The warning by Germany’s Office for Information Security angered the Russian company, which said it had no links to the Kremlin and saw the German ruling as politically motivated.

It came amid growing worries over the cybersecurity dimension of the war, with Poland describing the issue as one of its top concerns and Italy urging people to consider replacing Russian software.

Russia has long been suspected of carrying out cyber attacks in the West and in Ukraine, for example by allegedly shutting down government websites and spreading disinformation around elections.

The German agency said in an advisory note that the behaviour of Russia’s military and intelligence services and Moscow’s threatening statements towards the West meant there was a “considerable risk” of further hacking.

It said a Russian IT company such as Kaspersky could either be persuaded to act on the Kremlin’s behalf or be infiltrated against its will and have its systems co-opted by Russian cyber attackers.
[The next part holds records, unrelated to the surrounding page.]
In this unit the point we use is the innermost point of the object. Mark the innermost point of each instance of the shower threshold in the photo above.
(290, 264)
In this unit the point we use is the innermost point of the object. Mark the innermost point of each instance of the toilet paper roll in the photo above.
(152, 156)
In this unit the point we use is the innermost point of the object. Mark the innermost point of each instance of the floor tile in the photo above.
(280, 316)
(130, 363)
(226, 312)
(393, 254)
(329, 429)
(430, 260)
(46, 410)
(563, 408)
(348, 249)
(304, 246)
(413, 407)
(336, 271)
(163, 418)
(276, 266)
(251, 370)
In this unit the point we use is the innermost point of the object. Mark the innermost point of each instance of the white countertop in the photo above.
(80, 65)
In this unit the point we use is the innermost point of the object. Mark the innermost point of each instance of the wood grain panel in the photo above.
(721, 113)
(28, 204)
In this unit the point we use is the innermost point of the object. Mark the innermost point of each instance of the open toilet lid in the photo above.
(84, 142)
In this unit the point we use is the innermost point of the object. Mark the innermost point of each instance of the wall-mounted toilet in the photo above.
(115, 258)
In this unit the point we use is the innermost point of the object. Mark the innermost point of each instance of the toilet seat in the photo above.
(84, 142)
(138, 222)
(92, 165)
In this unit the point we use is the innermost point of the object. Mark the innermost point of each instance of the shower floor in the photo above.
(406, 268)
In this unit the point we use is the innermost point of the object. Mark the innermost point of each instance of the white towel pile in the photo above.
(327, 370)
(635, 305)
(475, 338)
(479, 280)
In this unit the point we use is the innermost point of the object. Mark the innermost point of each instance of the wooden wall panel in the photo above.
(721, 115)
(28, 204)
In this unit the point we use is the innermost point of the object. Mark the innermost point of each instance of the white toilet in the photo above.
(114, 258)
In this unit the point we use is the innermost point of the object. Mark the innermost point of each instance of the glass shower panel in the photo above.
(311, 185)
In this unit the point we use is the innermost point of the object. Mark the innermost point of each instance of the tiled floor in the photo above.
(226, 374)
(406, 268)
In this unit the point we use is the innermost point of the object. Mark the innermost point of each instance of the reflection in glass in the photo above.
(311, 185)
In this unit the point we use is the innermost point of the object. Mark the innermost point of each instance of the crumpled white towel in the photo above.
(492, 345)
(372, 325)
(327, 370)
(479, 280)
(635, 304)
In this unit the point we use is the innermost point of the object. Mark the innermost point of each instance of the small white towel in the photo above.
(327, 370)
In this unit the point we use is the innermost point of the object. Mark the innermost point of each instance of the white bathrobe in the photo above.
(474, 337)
As a result, customers could have their data stolen or deleted and operators of critical infrastructure would be in particular danger if a cyber attack causes disruption, the agency said.

“Anyone who wants to play it safe should use different anti-virus software for the moment”, it said.

The official advice did not amount to a ban on using Kaspersky, meaning Germany stopped short of the move by the US in 2017 to prohibit government agencies from using the software.

Kaspersky said in a statement it would seek clarification from the German agency in Bonn on what it described as recommendation “not based on a technical assessment of Kaspersky products … but on political grounds”.

It sought to distance itself from the Russian government by saying it had no ties to the Kremlin, had moved its data processing infrastructure to Switzerland in 2018 and believed that “war isn’t good for anyone”.

“We believe that peaceful dialogue is the only possible instrument for resolving conflicts,” it said, without directly referring to the war in Ukraine.

A separate warning from Italy’s cybersecurity agency did not specify any Russian companies but said the reliability and effectiveness of Russian-made products could be compromised by the war.